E-commerce in the United States is also expected to have an annual growth rate of 9.8% between 2013 and 2018. Europe, on the other hand, is expected to grow larger with an annual growth rate of 12% within the same time frame. In addition to those two established markets, emerging markets will also play a key role in the future as the demand for smart phones and tablets will grow alongside a burgeoning middle class. Furthermore, a study made by OC & C Strategy Consulting shows that e-commerce export values will increase annually by 30% between 2013 and 2020.

Since e-commerce business has been rapidly growing and expected to grow even more, it also became a major factor on changing the shape of global logistics industry. Decisions such as physical locations of warehousing and whether to fulfill e-commerce orders from separate facilities, in-store, from existing warehouses or a combination of all three are among the strategic decisions brick and mortar companies are facing as they compete against the likes of Amazon, eBay and Newegg.

Logistics is already widely regarded as a crucial piece of a successful retailer’s business plan and its role will be even greater as the e-commerce increase continues to unfold. This is due to the fact that an efficient supply chain will allow a high level of service to be provided across all channels. The acquisition of the right DC that is in close proximity to major populations is also an increasingly difficult task for retailers because of the limited number of supply and the increase of demand. This is why numerous retailers opt to partner with 3PL firms that can supply the necessary DC and fulfillment services required. It will be seen as a competitive advantage as consumers begin to value time over reliability.

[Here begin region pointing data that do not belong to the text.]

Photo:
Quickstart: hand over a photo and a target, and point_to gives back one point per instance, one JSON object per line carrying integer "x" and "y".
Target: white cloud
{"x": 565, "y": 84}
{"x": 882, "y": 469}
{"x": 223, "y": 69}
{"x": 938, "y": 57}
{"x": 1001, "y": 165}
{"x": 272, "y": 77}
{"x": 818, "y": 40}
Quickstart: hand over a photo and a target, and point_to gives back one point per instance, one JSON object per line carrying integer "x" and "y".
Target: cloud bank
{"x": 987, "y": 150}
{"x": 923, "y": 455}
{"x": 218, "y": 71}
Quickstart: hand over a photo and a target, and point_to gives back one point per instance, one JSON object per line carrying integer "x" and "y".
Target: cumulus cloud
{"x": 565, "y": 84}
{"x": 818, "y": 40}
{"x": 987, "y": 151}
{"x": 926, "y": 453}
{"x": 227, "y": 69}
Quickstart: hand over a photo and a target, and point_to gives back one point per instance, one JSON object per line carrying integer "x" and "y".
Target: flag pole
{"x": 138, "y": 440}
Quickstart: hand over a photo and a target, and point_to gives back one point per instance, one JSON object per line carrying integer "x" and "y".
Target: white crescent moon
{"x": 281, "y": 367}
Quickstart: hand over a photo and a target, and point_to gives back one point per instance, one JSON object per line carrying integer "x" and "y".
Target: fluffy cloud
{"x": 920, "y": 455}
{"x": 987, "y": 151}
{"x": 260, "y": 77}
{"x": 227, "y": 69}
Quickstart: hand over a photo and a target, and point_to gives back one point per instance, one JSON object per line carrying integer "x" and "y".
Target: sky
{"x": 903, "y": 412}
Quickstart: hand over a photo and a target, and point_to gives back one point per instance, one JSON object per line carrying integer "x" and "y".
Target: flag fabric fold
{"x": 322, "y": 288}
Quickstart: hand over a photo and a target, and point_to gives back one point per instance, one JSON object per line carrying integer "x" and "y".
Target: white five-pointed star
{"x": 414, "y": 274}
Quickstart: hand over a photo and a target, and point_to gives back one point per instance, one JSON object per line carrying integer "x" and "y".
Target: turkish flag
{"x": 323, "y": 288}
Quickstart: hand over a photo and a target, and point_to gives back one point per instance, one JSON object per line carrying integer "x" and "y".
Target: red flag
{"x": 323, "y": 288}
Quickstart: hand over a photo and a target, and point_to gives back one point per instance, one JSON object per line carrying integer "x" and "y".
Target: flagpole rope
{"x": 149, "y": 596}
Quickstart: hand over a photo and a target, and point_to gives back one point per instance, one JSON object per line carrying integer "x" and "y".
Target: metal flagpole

Managing the delivery process is also an increasingly difficult task as delivery locations from warehousing/fulfillment centers are no longer confined to physical stores. Now, these facilities are shipping either directly to the customer, a neutral site (such as a lockbox location, FedEx/UPS store or other retailer) or to the physical store for pickup.

As such, IT companies such as High Jump, Red Prairie, Oracle and others have expanded their traditional warehouse management systems (WMS), transportation management systems (TMS) and other IT solutions to meet this need for flexibility, for not only changing transportation needs, but also for order/inventory management and visibility.
Due to e-commerce, an inevitable market shakeout awaits the transportation industry. The number of transportation and logistics e-commerce products proliferates daily. E-commerce has spurred, not only new concepts and ideas within the supply chain, but also new companies are popping up to address logistical challenges resulting from the rise of e-commerce. It’s no longer about being the fastest rat in the e-commerce delivery race. Instead, it is about being able to deliver an order at a time frame and price point that customers want.